Image enhancement methods that augment the number of images in the original data set include rotation and flipping of the images.

As a further improvement of the present invention, in step S3, the calculation formula of the CIoU-Loss function is:

in the above equation, IoU is the original intersection ratio of the original predicted position and the actual position; A. b is a rectangular surrounding frame for marking the target position; rho is the Euclidean distance between the coordinates of the center points of the frame A and the frame B; c is the diagonal distance of the minimum box enclosing the A frame and the B frame; α is a weight function, v is a coefficient used to measure the consistency of the aspect ratio;

the calculation formulas of the weight coefficient alpha and the coefficient v are as follows:

in the above formula, w is the predicted width of the bounding box; h is the predicted height of the bounding box; w is a^gtThe width of the original label position box; h is^gtThe height of the original label position box.

The invention also comprises a real-time image segmentation system based on the gastroscopy video, which adopts the real-time image segmentation method based on the gastroscopy video to process the video stream data in the gastroscopy process so as to segment the target area containing the canceration characteristics in the image. The real-time image segmentation system comprises: the system comprises a video framing module, an image segmentation network model and an image display module.

The video framing module is used for acquiring original video stream data acquired by gastroscopy equipment, and then framing the video stream data to obtain gastroscope original images of all frames.

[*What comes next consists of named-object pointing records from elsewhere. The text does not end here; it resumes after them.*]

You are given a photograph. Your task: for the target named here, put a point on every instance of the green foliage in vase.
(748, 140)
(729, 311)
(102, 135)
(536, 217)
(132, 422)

The image segmentation network model takes gastroscope original images output by the video framing module as output, and further extracts and segments regions with canceration characteristics in the images. The image segmentation network model is a lightweight network model improved based on a Mask-RCNN network, and comprises a feature extraction unit and an RPN network unit. The feature extraction unit is used as a backbone network in the model, and the feature extraction unit adopts a Mobile Net or other feature extraction model which can extract color features, texture features, shape features and space in an image and is based on deep learning with less parameter quantity or faster processing speed compared with a Resnet50 network. The feature extraction unit is used for obtaining a corresponding feature map according to the input medical image; the RPN network element is configured to: (1) and acquiring a plurality of candidate interest areas according to the characteristic diagram. (2) And (4) sending the feature map and the candidate interesting regions into binary classification and BBOX regression, and filtering part of the candidate interesting regions. (3) And performing ROIAlign operation on the rest of the region of interest. (4) N-class classification, BBOX regression, and full convolution operations within each ROI were performed on the remaining regions of interest. (5) And performing non-maximum suppression on a plurality of identification region results which are highly overlapped in the region of interest, and selecting the region with the highest confidence coefficient as a final segmentation result and outputting the final segmentation result.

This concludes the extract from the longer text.